Ia melangkah mundur.
“Tuan Nathan…
jika kau ingin mati…
tetaplah di dalam.”
Suara sepatu bergerak menjauh.
Nathan berbisik:
“Dia tidak pergi jauh.
Dia hanya memancing kita keluar.”
James menggenggam tangan Hana.
“Hana… dengarkan aku.”
Suara James rendah dan mantap.
“Apa pun yang terjadi… aku akan lindungi kau.
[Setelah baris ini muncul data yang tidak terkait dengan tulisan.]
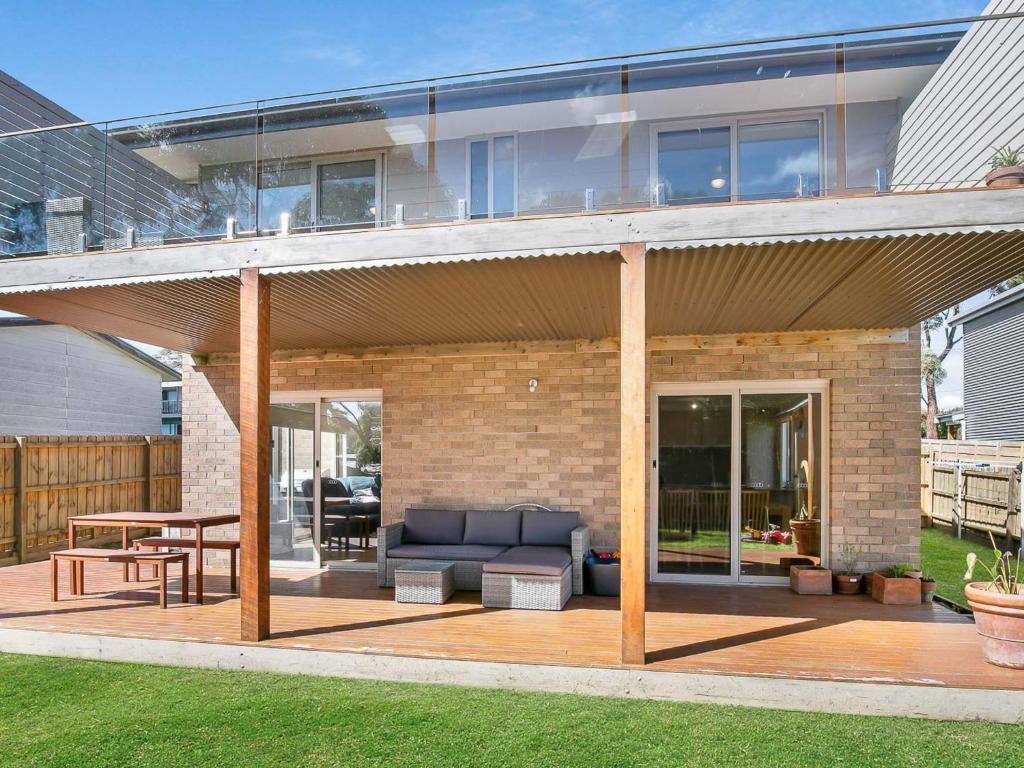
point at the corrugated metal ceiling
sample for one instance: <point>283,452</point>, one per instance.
<point>830,284</point>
Soni tidak akan dapatkan kau lagi.”
Hana memeluk James erat-erat, untuk pertama kalinya bukan karena takut, tapi karena percaya.
Di luar…
di balik pepohonan…
Soni berdiri, memandangi kabin dengan mata kosong.
Ia menyalakan rokok.
“Malam masih panjang…”
Dan pengejaran belum selesai.
Kabin tua itu hening…
terlalu hening.
Hanya suara napas Hana yang bergetar, dan derit lembut lantai kayu saat James menyandarkannya ke dada.
Nathan terus mengawasi lewat celah papan.
Raina berjongkok di dekat lemari tua, menggenggam tangan Hana untuk menenangkannya.
Di luar, Soni berdiri sendirian di bawah cahaya lampu mobil yang redup.
Ia merokok pelan.
Kemudian ia menjatuhkan rokok itu ke tanah.
Dan…
ia menginjaknya dengan sepatu kulit hitam.
“Waktunya,” katanya tenang.
Ia menoleh pada salah satu penjaga.
“Bensin.”
Penjaga segera membawa dua jerigen.
Hana terbelalak, napasnya menjadi sangat cepat.
“Ja— James… dia… dia mau—”
James memeluk wajah Hana ke dadanya agar ia tidak melihat.
“Nathan,” James berbisik,
“kita harus keluar sekarang.”
Nathan tampak setengah panik
namun tetap fokus.
“Ya.
Kalau kabin terbakar, kita mati di dalam.”
Raina berdiri cepat.
“Ada jalan lain?”
Nathan menghela napas… lalu membuka laci kecil di meja rusak itu.
Ia mengeluarkan kunci besi pendek dengan bentuk aneh.
“Ada jalur kedua.
Ayahku buat untuk kasus paling berbahaya.”
James menatap kunci itu.
“Di mana?”
Nathan menunjuk ke…
lantai di bawah ranjang tua.
“Kita harus buka itu.
Sekarang.”
James mengangguk.
Hana masih gemetar, tapi ia melihat James bekerja—dan itu sedikit menenangkannya.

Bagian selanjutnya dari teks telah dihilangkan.